# sata 3



## Rock N Roll Rebel (Jun 21, 2011)

i know this is a dumb question but i have sata 2 and thinking of getting i ssd but its sata 3 will it work on a sata 2?


----------



## slyfox2151 (Jun 21, 2011)

skellattarr said:


> i know this is a dumb question but i have sata 2 and thinking of getting i ssd but its sata 3 will it work on a sata 2?



yes it will work exactly the same, only at half the speed of sata 3.


----------



## stevednmc (Jun 21, 2011)

Itll work just fine....But if you havent bought an ssd yet why not get a Sata2 one? Itll be cheaper....unless your gonna upgrade your mobo soon...(Fingers crossed!)


----------



## DanishDevil (Jun 21, 2011)

It won't be at half the speed. A lot of SATA 3 drives have read and write speeds for them running on both SATA specifications. If you're going to upgrade your motherboard within the next 6 months, get a SATA 3 drive now.


----------



## slyfox2151 (Jun 21, 2011)

DanishDevil said:


> It won't be at half the speed. A lot of SATA 3 drives have read and write speeds for them running on both SATA specifications. If you're going to upgrade your motherboard within the next 6 months, get a SATA 3 drive now.



since sata 2 is 300mbps and sata 3 is 600mbps.... then yes the interface is half the speed.

i never claimed the drive would be.


----------



## Rock N Roll Rebel (Jun 21, 2011)

on newegg all the 128 gig drives cost around the same


----------



## DanishDevil (Jun 21, 2011)

The question was about an SSD, and you said *it* would work at half the speed, so technically you did. Just wanted to make sure that the OP didn't misinterpret what you meant like I did.


----------



## TheOne (Jun 21, 2011)

Here is an example for the OP of a SATA3 drive running at SATA2 speed.

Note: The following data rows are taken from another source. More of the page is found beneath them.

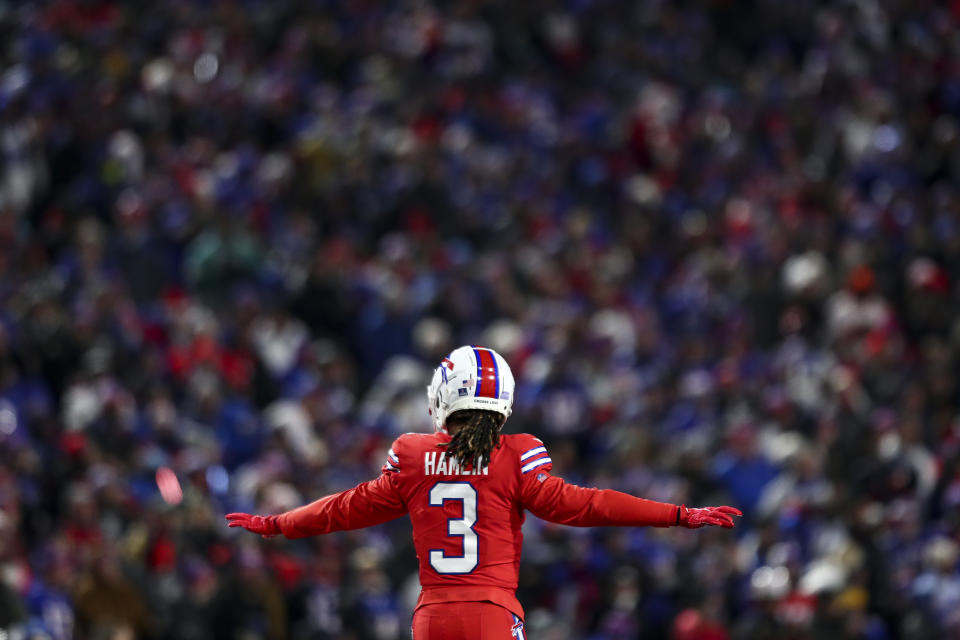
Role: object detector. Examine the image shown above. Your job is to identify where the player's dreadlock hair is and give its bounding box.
[447,409,506,468]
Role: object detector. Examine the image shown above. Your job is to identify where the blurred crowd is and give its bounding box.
[0,0,960,640]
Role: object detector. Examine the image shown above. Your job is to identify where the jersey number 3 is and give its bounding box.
[430,482,479,575]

_EX:_ *Corsair Force Series 3 120GB SATA3 running at SATA2*: _(ATTO Benchmark)_
Corsairs Benchmarks can be found here: http://www.corsair.com/blog/corsair-force-series-3-ssds-are-now-with-us/

*(Corsair Rated Write: 510MB)(Half: 255MB)*
SATA2 Score: *260MB Write*

*(Corsair Rated Read: 550MB)(Half: 275MB)*
SATA2 Score: *277MB Read*


----------



## DanishDevil (Jun 21, 2011)

I'd be curious to see a Crucial M4, Intel 510, or Corsair P-3 on both tests. I don't think it's going to cut them in half.






Running a SATA 3 SSD on SATA 2 will not cut its read/write speeds in half. It will simply limit the maximum reads/writes at about 260MB/s (which is the realistic limit of SATA 2)

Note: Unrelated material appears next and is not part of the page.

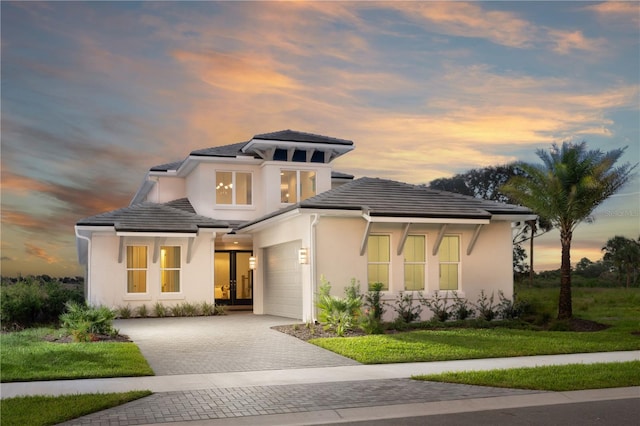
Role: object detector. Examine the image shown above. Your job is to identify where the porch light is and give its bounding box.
[298,247,309,265]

Sandforce controllers are spec'd to completely saturate the SATA specification that they were created for, and SATA 3 has twice the bandwidth of SATA 2, which is why your theory works for Sandforce drives, but not with others.


----------



## TheOne (Jun 21, 2011)

DanishDevil said:


> I'd be curious to see a Crucial M4, Intel 510, or Corsair P-3 on both tests. I don't think it's going to cut them in half.
> 
> http://images.anandtech.com/graphs/graph4253/36345.png
> 
> ...



Are you talking to me?


----------



## DanishDevil (Jun 21, 2011)

Anybody who is debating that a SATA 3 drive will run at half speed on SATA 2. I found it intriguing and counter-intuitive that speeds were half for Sandforce 2000 drives, so I did some research to disprove that.


----------



## TheOne (Jun 21, 2011)

DanishDevil said:


> Anybody who is debating that a SATA 3 drive will run at half speed on SATA 2. I found it intriguing and counter-intuitive that speeds were half for Sandforce 2000 drives, so I did some research to disprove that.



I don’t think anybody has made that claim, but indeed, performance will vary depending on controller, SF of course being the fastest available at the moment.


----------



## xBruce88x (Jun 21, 2011)

I'll put it this way... on a SATA 3.0gbs connection the drive will not exceed 300MB/sec. however on a sata 6.0Gbs connection, it will perform at its max speed (i've yet to see one at 600MB/sec, 514MB is the highest i've seen i think)

either way... its faster than any HDD you'll find (non insane industrial kind anyway)

basically the same idea as running a SATA3.0Gb/sec drive on a SATA1.5Gb/sec controller


----------